If you're putting up drier forages these days, chances are you're also facing some mixing and feeding challenges in your TMR. A dusty mix can mean less palatability and more sorting in the bunk.
But a simple and effective solution, say two dairy nutritionists, is to add water.
This may go against the conventional rule of keeping ration dry matter at or near the magic 50% level. But how the water gets into the TMR is more important than how much moisture is there, says David LaCount, manager of dairy nutrition and technical services for Land O'Lakes Farmland Feed.
“The reason many high-moisture rations are high in moisture is because the forages were too wet at harvest,” says LaCount. “The fermentation product of wet forages is the problem with using them in a TMR. The butyric acid, ammonia nitrogen and potential for mold and yeast growth are what disrupts the rumen and causes problems in the cow.”
If good results are achieved by replacing some of those wet forages with hay or other dry feeds, the response didn't come from taking moisture out of the ration, he adds.

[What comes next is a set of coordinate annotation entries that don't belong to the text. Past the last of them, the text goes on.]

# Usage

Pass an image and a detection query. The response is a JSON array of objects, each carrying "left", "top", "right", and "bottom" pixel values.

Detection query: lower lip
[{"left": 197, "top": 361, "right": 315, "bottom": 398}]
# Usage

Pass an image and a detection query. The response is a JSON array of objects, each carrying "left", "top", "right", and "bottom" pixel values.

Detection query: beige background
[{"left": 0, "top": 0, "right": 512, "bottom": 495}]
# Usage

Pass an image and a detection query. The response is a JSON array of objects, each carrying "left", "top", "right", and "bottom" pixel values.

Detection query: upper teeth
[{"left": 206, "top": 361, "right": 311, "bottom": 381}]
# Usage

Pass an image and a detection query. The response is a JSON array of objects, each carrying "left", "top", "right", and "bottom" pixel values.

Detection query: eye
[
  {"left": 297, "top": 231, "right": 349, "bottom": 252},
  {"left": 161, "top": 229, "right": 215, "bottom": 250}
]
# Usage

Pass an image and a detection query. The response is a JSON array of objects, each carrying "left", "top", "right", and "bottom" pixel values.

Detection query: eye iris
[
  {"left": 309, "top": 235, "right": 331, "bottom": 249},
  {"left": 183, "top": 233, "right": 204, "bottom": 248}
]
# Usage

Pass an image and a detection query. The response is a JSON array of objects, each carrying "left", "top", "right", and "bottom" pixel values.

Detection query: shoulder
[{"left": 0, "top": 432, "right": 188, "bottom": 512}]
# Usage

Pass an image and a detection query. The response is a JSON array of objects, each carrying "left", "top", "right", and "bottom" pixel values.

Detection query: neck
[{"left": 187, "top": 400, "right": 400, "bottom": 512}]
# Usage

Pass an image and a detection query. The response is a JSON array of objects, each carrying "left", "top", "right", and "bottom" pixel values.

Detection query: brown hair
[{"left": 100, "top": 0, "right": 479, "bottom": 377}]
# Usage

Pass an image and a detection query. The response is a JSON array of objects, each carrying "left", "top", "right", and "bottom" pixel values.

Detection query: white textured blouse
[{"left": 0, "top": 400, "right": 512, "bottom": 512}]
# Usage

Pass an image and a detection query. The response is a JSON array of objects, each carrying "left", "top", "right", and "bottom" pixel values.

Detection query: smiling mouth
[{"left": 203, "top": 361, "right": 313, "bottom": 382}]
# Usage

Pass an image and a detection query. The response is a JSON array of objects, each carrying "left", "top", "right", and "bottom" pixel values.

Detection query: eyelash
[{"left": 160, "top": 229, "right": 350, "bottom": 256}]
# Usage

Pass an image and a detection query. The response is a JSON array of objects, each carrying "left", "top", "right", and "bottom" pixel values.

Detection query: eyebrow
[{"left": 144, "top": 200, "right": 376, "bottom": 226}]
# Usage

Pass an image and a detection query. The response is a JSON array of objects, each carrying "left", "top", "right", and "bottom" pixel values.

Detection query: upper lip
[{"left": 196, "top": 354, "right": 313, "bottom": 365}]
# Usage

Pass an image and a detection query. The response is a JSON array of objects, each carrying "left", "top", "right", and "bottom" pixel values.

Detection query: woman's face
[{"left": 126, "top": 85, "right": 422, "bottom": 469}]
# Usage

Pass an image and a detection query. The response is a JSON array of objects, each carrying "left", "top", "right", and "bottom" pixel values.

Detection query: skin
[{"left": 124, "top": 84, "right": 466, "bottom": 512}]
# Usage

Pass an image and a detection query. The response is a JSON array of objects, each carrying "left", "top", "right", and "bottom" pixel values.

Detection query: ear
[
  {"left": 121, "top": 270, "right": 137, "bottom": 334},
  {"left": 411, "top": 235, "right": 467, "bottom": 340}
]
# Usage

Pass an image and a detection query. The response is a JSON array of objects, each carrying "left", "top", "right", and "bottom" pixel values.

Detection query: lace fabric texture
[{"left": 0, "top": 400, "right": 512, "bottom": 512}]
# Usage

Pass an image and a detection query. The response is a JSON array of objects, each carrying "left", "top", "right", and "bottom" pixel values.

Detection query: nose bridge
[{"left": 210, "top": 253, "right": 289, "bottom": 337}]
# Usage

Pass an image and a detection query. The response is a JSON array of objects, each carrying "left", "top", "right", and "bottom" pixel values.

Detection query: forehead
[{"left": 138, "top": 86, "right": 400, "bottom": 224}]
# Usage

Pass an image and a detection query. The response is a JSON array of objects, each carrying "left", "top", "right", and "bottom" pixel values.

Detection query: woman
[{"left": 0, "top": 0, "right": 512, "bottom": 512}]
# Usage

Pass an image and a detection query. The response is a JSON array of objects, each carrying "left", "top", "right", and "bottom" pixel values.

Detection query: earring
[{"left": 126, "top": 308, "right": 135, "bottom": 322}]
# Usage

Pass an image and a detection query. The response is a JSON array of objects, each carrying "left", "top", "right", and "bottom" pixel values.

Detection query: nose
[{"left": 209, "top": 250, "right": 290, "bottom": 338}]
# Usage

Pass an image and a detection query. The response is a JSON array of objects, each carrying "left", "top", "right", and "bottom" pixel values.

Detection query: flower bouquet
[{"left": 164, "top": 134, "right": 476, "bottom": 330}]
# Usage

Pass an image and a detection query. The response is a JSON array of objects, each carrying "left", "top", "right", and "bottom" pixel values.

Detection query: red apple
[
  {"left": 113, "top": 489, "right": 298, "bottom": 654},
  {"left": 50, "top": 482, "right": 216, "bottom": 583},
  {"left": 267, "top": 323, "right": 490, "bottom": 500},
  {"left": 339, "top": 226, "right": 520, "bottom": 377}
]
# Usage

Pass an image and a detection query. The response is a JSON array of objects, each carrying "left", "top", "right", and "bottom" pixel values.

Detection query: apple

It came from removing some of the poorly-fermented forages.
He says that simply adding water to a ration to improve palatability will have no adverse effects. Based in eastern Wisconsin, LaCount says he has worked with producers who have added as much as 25 lbs of water/cow/day, ending up with rations testing nearly 60% moisture. The results were higher dry matter intakes and better milk production.
A problem with adding water to rations in the summer months is that you have to be careful that it doesn't cause the ration itself to heat up too much, notes Larry Chase, dairy nutritionist at Cornell University. That would allow any molds and yeasts present in the forages to multiply.
“Two to 4 lbs of water per cow is often enough,” says Chase, and LaCount concurs.
“You want it just moist enough that if you take some of the mixture in your hand and make a ball, it falls apart gradually,” he says. “It should be just moist enough so the dry particles stick to the forage.”
Molasses is a warm-weather alternative to water for moistening dry rations, says Chase.
“It reduces some of the concerns with ration heating, but it's only a value if you need the added nutrients or want to enhance palatability. Otherwise, the right amount of water works just fine.”
With the wide variety of field and crop conditions across the country this season, Chase recommends that producers sit down with their nutritionists just after harvest and do some analysis and planning to make sure they'll have enough quality feeds.
“Doing an early fall inventory and some planning will be key in taking the best advantage of the feeds they have,” he says.